Profesional dan Adaptif Hadapi Tantangan
Samsul menekankan bahwa dukungan penuh dari Polda Kepri akan memperkuat sistem pengamanan yang lebih profesional, responsif, dan adaptif terhadap tantangan di sektor ketenagalistrikan. Ia berharap, sinergi ini menjadi fondasi kuat bagi keamanan energi dan pembangunan berkelanjutan di Batam.
“Kami berkomitmen menghadirkan pengamanan yang modern dan tangguh, demi memastikan setiap kilowatt energi tersalurkan dengan aman,” tambahnya.
Apresiasi Polri atas Kolaborasi Strategis
Sementara itu, Direktur Pengamanan Objek Vital Polda Kepri, Kombes Pol Dr. Rudy Cahya Kurniawan, mengapresiasi hubungan erat antara Polri dan PLN Batam. Ia menegaskan pentingnya kerja sama lintas lembaga dalam menjaga stabilitas objek vital nasional yang berperan langsung terhadap kehidupan masyarakat.
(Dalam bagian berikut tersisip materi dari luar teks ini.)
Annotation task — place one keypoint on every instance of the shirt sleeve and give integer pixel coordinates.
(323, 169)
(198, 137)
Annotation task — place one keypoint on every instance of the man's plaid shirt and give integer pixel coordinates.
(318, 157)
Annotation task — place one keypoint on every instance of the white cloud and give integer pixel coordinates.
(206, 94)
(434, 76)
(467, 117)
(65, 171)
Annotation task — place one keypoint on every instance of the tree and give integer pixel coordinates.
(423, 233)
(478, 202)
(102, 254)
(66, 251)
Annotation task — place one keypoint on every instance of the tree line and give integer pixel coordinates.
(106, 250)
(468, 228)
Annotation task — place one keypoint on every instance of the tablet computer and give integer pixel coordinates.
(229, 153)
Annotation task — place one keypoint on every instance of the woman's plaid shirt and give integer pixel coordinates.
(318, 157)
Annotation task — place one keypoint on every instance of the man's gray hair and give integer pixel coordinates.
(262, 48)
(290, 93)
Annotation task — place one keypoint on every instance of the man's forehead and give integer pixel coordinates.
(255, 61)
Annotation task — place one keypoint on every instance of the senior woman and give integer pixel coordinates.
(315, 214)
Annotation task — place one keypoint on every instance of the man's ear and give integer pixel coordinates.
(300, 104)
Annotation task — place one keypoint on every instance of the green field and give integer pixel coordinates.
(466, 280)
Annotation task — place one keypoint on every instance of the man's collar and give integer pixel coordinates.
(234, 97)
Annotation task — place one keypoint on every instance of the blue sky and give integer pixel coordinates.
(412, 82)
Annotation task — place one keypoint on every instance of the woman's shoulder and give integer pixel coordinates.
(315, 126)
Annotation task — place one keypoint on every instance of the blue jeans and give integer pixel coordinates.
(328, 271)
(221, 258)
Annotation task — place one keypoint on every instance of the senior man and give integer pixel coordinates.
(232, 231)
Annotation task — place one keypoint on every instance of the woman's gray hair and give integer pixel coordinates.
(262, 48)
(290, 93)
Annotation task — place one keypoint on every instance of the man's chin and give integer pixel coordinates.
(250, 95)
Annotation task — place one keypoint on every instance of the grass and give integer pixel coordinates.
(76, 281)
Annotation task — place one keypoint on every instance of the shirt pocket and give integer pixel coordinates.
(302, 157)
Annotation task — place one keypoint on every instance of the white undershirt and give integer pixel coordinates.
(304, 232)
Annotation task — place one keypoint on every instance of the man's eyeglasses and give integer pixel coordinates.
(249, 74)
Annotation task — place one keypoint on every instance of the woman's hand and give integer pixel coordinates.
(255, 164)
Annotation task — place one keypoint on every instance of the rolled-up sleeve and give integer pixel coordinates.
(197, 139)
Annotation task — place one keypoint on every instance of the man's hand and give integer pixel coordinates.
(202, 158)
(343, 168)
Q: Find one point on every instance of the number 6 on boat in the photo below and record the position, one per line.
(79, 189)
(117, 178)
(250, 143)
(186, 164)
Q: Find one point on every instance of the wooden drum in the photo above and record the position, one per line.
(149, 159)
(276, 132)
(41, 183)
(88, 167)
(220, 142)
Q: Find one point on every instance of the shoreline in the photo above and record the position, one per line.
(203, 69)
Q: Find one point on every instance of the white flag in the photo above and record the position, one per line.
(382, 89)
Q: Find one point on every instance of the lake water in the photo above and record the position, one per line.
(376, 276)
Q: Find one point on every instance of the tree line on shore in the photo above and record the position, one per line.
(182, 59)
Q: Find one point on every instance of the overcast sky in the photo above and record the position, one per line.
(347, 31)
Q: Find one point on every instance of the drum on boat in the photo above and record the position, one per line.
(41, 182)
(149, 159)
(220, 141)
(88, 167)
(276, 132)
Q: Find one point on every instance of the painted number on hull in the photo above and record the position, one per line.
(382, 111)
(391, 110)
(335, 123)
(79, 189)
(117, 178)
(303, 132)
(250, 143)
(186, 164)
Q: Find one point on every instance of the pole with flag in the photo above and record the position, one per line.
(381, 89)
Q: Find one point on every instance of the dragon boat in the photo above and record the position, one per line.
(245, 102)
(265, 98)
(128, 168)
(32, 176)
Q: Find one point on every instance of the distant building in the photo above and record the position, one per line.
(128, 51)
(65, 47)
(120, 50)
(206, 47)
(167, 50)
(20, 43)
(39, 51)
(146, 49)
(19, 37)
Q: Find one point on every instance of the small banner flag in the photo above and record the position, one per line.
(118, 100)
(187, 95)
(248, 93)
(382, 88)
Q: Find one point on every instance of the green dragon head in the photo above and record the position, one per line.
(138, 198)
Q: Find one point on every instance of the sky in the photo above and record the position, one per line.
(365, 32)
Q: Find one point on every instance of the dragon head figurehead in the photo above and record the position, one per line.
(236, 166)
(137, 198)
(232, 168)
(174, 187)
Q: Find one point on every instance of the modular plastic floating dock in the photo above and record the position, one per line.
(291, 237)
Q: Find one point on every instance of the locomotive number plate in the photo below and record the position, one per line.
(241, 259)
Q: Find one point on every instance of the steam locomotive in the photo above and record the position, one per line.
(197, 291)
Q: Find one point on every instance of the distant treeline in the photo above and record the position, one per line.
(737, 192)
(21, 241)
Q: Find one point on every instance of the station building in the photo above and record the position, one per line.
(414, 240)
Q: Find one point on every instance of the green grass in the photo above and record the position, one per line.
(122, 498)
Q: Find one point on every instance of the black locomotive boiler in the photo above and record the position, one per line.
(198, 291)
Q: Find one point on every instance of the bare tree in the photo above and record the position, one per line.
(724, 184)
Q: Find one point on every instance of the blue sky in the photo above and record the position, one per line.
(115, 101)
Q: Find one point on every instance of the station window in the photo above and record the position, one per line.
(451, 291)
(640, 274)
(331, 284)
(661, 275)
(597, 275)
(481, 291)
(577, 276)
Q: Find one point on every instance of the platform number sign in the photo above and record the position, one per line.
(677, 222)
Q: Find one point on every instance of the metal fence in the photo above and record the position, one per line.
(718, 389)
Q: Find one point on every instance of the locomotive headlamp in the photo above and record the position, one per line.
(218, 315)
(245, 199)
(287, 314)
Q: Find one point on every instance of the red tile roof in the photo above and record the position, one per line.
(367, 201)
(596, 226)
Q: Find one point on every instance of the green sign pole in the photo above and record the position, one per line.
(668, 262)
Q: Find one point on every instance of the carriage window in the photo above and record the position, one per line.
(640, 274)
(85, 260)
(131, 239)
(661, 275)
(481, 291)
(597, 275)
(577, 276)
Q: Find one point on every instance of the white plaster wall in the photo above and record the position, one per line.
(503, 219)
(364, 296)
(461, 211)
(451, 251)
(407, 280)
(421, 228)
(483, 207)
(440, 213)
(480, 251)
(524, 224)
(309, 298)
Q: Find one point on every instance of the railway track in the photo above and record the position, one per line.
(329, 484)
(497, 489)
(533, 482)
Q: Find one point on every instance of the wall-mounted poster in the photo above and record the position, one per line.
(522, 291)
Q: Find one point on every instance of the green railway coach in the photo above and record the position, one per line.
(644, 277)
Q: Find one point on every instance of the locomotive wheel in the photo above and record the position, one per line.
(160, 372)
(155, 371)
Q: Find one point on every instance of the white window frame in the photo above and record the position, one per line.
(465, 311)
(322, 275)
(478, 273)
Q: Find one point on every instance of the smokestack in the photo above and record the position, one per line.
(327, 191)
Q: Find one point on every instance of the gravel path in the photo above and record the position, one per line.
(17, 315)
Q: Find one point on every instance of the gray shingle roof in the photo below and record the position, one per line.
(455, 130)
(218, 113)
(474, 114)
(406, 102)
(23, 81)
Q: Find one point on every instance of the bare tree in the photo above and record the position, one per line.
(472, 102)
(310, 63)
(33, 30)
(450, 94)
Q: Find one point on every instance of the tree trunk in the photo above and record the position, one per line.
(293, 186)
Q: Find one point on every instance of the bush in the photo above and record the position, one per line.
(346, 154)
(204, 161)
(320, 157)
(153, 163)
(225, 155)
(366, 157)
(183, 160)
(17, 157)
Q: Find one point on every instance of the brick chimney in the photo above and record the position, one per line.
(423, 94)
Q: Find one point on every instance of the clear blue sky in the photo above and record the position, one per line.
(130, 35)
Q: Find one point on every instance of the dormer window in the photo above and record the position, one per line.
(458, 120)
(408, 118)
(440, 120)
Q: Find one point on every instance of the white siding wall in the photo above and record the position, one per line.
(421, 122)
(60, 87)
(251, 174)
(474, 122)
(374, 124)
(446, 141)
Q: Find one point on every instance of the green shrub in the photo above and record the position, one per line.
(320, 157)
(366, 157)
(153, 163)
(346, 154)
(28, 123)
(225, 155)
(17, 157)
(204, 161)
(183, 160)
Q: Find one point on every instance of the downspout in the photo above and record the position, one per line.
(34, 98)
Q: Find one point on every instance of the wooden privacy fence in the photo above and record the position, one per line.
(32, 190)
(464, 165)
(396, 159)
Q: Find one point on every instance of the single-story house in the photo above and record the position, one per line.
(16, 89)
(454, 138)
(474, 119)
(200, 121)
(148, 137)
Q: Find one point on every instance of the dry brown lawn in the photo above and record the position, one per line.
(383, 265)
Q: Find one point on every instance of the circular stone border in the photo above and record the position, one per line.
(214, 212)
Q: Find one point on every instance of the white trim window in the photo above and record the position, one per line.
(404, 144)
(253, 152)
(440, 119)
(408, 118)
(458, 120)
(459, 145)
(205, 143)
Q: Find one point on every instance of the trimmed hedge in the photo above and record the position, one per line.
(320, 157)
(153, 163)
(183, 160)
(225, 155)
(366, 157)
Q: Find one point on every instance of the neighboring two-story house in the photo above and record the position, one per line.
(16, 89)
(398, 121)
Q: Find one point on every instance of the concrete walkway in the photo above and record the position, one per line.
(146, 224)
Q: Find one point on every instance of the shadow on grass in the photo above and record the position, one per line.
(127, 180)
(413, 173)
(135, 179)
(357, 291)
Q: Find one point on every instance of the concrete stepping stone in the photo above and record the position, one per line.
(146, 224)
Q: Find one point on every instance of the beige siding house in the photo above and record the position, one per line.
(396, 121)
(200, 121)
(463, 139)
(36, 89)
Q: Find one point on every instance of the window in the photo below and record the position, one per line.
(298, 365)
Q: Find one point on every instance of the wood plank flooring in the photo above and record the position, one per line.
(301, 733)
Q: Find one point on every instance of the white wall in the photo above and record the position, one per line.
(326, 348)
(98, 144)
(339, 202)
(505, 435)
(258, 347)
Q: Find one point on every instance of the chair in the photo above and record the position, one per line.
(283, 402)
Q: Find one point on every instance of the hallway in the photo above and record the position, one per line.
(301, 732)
Objek vital nasional merupakan infrastruktur penting yang bila terganggu, dapat berdampak luas terhadap kehidupan masyarakat. Karena itu, kolaborasi ini menjadi kunci menjaga keamanan dan stabilitas nasional,” ungkap Rudy.
Menguatkan Regulasi dan Kontribusi Negara
Rudy menjelaskan bahwa penandatanganan PKT ini merupakan implementasi dari Perpol Nomor 3 Tahun 2019, Peraturan Kabaharkam Polri Nomor 1 Tahun 2019, serta mendukung pelaksanaan PNBP sesuai PP Nomor 76 Tahun 2020.
Dengan demikian, kerja sama ini tidak hanya memperkuat aspek keamanan, tetapi juga memberikan kontribusi positif terhadap pendapatan negara.
Kami berharap PKT ini menjadi pedoman yang jelas di lapangan, memperkuat koordinasi, serta meningkatkan sinergi antara aparat dan PLN Batam,” tambahnya.
Rincian Pedoman Kerja Teknis 2026
PKT Tahun 2026 mengatur secara rinci beberapa aspek utama kerja sama, antara lain:
- Pengamanan dan pengawalan terhadap personel, barang, serta aset vital PLN Batam.
- Pembinaan teknis sistem pengamanan objek vital nasional.
- Penguatan koordinasi dan komunikasi operasional antara PLN Batam dan Ditpamobvit Polda Kepri
- Evaluasi tahunan untuk memastikan efektivitas dan akuntabilitas kerja sama.
Penandatanganan PKT ini mempertegas komitmen PLN Batam dan Polda Kepri dalam menjaga keamanan aset vital ketenagalistrikan. Kolaborasi ini diharapkan mendukung pertumbuhan ekonomi dan pembangunan berkelanjutan di Kepulauan Riau.
“Semoga Tuhan Yang Maha Esa selalu memberi petunjuk dan kekuatan dalam pengabdian kita kepada bangsa dan negara,” tutup Kombes Rudy.